Portée et conséquences de la cassation
17. Après avis donné aux parties, conformément à l'article 1015 du code de procédure civile, il est fait application des articles L. 411-3, alinéa 2, du code de l'organisation judiciaire et 627 du code de procédure civile.
18. L'intérêt d'une bonne administration de la justice justifie, en effet, que la Cour de cassation statue au fond.

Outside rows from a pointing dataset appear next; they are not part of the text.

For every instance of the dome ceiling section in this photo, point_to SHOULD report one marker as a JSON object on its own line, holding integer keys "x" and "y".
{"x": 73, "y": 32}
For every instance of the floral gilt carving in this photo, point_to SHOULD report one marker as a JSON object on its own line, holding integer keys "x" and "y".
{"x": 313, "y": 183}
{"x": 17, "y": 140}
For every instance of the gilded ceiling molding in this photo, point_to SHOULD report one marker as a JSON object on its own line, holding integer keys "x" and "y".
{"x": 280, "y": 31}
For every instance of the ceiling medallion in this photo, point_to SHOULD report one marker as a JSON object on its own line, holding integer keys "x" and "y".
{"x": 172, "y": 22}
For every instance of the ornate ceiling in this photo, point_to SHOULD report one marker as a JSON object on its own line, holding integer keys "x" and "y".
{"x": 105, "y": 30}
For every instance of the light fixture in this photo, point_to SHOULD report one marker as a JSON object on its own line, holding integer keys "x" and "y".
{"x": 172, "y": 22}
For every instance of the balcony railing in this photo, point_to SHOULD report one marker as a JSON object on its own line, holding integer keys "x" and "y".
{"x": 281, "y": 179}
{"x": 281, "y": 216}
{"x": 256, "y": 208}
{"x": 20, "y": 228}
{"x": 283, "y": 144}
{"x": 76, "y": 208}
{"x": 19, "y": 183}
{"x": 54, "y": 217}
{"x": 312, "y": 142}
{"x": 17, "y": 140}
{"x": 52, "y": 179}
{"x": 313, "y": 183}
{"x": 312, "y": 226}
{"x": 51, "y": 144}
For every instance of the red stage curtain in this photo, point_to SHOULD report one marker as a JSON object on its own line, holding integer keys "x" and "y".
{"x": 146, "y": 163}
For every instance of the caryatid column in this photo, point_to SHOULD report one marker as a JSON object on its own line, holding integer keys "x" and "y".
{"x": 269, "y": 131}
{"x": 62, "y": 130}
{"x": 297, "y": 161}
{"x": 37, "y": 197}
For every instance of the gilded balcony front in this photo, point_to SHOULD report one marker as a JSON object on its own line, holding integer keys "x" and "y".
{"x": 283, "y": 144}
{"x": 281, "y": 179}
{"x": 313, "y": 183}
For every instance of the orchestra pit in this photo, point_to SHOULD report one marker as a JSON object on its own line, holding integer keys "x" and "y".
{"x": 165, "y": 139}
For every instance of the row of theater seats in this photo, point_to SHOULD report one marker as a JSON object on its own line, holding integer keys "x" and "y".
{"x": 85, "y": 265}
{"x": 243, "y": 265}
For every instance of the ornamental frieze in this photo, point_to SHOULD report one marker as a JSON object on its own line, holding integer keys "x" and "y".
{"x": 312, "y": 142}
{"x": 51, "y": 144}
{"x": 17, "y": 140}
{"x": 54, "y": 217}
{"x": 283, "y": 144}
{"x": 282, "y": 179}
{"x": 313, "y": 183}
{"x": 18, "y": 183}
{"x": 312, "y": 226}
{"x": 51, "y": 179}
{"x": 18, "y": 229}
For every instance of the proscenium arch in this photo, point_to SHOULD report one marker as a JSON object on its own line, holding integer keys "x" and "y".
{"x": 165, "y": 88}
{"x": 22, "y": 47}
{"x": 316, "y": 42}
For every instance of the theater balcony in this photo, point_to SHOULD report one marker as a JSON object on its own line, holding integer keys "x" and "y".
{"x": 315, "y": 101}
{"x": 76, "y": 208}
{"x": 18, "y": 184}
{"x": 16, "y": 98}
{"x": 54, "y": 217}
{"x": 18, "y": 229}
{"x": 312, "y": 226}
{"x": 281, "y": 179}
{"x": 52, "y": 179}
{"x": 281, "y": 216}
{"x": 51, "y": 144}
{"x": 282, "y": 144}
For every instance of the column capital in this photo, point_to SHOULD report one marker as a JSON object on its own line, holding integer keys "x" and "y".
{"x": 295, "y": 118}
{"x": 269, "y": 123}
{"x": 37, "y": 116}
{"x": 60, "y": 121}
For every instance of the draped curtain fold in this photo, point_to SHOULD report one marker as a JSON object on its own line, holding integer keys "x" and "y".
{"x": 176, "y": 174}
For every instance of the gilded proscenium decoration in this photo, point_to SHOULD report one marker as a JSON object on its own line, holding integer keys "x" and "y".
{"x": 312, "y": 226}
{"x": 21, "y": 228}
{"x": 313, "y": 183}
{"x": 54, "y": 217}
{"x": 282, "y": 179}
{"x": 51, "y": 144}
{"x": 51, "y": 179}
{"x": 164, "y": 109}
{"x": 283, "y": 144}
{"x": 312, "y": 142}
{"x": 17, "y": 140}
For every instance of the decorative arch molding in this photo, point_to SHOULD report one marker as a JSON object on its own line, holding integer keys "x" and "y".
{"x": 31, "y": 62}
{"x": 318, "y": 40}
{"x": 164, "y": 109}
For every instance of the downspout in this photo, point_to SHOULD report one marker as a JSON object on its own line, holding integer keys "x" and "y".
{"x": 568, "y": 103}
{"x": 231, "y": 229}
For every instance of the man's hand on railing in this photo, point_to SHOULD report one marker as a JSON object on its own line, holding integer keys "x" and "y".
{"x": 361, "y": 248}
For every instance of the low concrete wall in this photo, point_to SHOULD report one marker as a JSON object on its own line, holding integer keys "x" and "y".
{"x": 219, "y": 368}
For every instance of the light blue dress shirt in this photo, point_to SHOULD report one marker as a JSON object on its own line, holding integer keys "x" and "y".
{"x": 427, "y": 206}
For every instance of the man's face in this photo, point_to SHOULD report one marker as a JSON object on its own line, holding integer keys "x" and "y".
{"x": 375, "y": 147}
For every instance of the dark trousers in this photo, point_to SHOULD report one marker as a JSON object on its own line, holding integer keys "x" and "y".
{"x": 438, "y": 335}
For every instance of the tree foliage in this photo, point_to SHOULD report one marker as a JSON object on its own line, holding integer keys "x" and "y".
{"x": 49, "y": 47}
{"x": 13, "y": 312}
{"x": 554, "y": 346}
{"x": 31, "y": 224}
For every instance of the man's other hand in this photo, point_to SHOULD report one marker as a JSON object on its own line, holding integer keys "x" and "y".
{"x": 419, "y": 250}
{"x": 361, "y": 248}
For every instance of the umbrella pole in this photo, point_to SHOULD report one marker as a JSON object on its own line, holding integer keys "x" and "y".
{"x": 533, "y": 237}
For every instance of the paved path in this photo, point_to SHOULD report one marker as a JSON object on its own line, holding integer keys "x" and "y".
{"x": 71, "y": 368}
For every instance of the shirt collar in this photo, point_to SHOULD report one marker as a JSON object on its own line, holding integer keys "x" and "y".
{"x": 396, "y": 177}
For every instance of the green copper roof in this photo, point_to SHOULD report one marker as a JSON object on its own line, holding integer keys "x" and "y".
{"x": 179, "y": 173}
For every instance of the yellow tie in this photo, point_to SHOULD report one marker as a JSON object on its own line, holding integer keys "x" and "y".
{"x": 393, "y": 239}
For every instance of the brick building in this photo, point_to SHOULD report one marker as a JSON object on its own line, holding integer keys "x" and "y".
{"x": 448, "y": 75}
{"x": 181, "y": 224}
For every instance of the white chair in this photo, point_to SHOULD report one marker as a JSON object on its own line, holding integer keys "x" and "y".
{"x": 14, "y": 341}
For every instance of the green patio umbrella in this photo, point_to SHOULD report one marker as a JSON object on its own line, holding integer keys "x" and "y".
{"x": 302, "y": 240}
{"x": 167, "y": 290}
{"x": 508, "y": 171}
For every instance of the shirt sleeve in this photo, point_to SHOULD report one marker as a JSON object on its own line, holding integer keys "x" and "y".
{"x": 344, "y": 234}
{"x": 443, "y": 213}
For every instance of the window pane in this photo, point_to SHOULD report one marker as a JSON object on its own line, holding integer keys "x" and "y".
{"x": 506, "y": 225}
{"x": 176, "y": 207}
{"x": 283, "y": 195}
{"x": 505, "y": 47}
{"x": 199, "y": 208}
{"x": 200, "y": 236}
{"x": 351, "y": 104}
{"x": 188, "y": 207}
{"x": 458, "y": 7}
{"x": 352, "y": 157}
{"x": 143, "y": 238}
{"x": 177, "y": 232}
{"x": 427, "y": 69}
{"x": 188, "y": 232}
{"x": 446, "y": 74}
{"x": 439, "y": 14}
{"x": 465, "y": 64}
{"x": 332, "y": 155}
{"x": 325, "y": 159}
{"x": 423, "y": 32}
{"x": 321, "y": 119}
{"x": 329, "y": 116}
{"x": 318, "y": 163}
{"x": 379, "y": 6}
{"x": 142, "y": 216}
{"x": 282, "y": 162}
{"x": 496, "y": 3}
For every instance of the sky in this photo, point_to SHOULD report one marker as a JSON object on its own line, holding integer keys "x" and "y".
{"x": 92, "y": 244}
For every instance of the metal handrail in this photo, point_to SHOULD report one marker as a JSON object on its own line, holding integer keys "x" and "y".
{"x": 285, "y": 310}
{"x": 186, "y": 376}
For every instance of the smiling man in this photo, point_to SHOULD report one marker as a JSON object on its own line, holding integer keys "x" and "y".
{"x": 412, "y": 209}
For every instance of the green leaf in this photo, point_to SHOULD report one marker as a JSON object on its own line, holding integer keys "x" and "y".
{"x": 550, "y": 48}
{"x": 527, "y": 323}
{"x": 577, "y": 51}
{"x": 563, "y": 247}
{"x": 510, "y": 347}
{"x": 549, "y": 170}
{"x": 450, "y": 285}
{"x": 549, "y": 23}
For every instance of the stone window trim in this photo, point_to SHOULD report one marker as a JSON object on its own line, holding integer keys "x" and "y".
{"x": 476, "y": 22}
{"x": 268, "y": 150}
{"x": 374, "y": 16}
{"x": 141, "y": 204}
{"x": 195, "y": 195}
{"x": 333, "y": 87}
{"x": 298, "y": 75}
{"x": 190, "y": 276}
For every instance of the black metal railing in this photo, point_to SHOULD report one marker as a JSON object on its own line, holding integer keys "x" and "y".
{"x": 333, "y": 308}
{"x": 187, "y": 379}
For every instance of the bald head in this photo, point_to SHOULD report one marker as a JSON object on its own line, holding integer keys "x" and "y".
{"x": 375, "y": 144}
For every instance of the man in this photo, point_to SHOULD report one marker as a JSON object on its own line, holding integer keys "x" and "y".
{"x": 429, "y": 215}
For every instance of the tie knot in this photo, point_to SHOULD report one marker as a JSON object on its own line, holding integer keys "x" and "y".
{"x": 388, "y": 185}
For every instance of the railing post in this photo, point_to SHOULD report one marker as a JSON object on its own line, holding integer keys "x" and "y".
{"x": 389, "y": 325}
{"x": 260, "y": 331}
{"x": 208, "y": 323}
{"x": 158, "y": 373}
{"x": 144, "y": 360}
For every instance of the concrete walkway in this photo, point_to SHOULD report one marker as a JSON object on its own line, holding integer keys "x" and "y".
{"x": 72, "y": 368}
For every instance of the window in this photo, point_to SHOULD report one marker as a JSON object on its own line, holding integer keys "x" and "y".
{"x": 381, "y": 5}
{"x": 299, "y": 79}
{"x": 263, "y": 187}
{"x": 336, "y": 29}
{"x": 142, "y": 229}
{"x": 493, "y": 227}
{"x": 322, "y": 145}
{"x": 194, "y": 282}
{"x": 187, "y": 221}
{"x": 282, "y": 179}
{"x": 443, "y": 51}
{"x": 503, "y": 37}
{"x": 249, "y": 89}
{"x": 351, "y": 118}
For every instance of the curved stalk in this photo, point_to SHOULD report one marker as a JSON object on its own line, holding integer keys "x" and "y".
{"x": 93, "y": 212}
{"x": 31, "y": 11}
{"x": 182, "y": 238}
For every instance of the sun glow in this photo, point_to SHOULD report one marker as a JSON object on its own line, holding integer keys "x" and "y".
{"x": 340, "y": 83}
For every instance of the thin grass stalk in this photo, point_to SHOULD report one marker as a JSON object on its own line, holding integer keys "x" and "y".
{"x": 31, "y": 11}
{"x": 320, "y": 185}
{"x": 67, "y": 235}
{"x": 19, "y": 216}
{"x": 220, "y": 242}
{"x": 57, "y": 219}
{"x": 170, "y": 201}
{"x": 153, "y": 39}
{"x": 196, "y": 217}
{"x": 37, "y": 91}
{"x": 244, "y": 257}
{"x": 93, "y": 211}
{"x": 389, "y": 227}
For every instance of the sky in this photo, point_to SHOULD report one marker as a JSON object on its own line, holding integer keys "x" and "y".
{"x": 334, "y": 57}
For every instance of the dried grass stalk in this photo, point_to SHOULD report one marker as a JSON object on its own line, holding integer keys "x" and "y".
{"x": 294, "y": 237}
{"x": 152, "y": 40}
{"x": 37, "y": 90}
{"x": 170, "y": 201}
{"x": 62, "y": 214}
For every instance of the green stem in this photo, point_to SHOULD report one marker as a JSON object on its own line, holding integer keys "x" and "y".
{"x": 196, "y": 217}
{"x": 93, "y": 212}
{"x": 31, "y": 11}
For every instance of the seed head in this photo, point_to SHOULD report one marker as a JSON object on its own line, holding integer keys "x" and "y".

19. Compte tenu des effectifs de l'entreprise (plus de onze salariés), de l'ancienneté de l'intéressé (5 ans et 9 mois) et de sa rémunération brute mensuelle (9 144,63 euros), il convient, en application de l'article L. 1235-3 du code du travail, de fixer à la somme de 52 000 euros le montant dû par l'employeur au titre de l'indemnité pour licenciement sans cause réelle et sérieuse.
PAR CES MOTIFS, et sans qu'il y ait lieu de statuer sur l'autre grief, la Cour :
CASSE ET ANNULE, mais seulement en ce qu'il juge le licenciement nul et condamne la société Nautitech catamarans à payer à M. [Y] la somme de 64 000 euros à titre de dommages-intérêts pour licenciement nul, l'arrêt rendu le 1er juin 2023, entre les parties, par la cour d'appel de Poitiers ;
Dit n'y avoir lieu à renvoi ;
Condamne la société la Nautitech catamarans à payer à M. [Y] la somme de 52 000 euros à titre de dommages-intérêts pour licenciement sans cause réelle et sérieuse ;
Condamne M. [Y] aux dépens ;
En application de l'article 700 du code de procédure civile, rejette les demandes ;
Dit que sur les diligences du procureur général près la Cour de cassation, le présent arrêt sera transmis pour être transcrit en marge ou à la suite de l'arrêt partiellement cassé ;
Ainsi fait et jugé par la Cour de cassation, chambre sociale, et prononcé publiquement le quatre juin deux mille vingt-cinq par mise à disposition de l'arrêt au greffe de la Cour, les parties ayant été préalablement avisées dans les conditions prévues au deuxième alinéa de l'article 450 du code de procédure civile.